Norfolk Southern (NS) rested its case on April 11. Both GATX and OxyVinyls have now moved for judgment as a matter of law.
GATX’s Motion
GATX asserts that NS is trying to pin liability on GATX for a single negligence theory: Hurricane Harvey supposedly damaged the inner workings of a GATX rail car, causing the derailment of Train 32N in East Palestine. GATX says the evidence is otherwise. Specifically, it argues:
- NS can’t prove GATX was negligent. NS has presented no solid evidence that GATX failed to inspect the car or missed something that would have met the industry’s standard of care.
- NS’s “latent defect” and causal theory are speculative at best. GATX says the real cause of class plaintiffs’ injuries was NS’s own vent and burn decision, which broke any other chain in causation.

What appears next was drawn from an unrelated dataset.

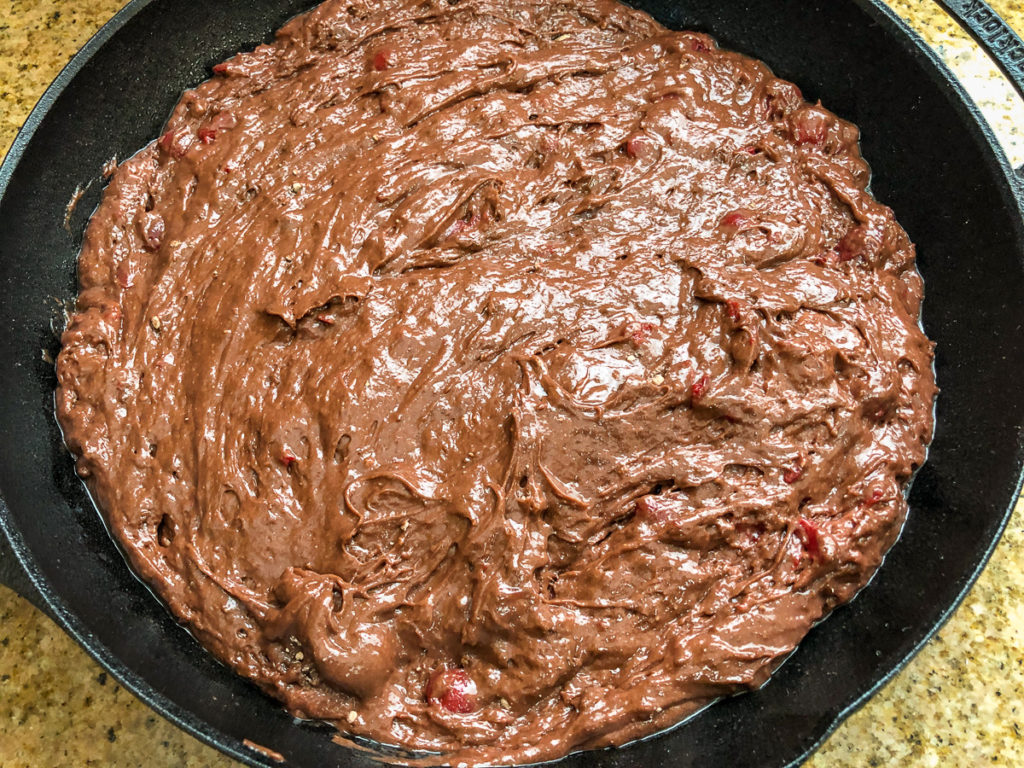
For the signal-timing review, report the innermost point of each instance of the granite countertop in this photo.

- NS hasn’t shown it paid more than its fair share under Ohio law, so no contribution is warranted.
OxyVinyls’ Motion
NS asserts two claims against OxyVinyls: (1) negligence and (2) contribution under Ohio’s joint & several liability doctrine. The gist? NS says it relied on a flawed safety data sheet (SDS) from OxyVinyls when it decided with others to vent and burn. OxyVinyls retorts:
- No duty, no breach, no injury. NS has failed to show OxyVinyls owed any duty, that it breached that duty, or that the breach proximately caused any injuries. NS blames the SDS, which, OxyVinyls argues, is not sufficient. No trial or record evidence shows OxyVinyls breached an SDS-related duty to class plaintiffs, much less that the SDS caused harm. And even if it was flawed, OxyVinyls argues, NS made the call to vent and burn. That was its decision—thus its liability.
- The contribution claim is premature. NS hasn’t yet paid out the full settlement to class plaintiffs, and appeal of the settlement is still pending. Under Ohio Law, OxyVinyls says NS can’t pursue contribution until that’s all squared away. (OxyVinyls adds its view that NS has proceeded at trial solely on its contribution theory.)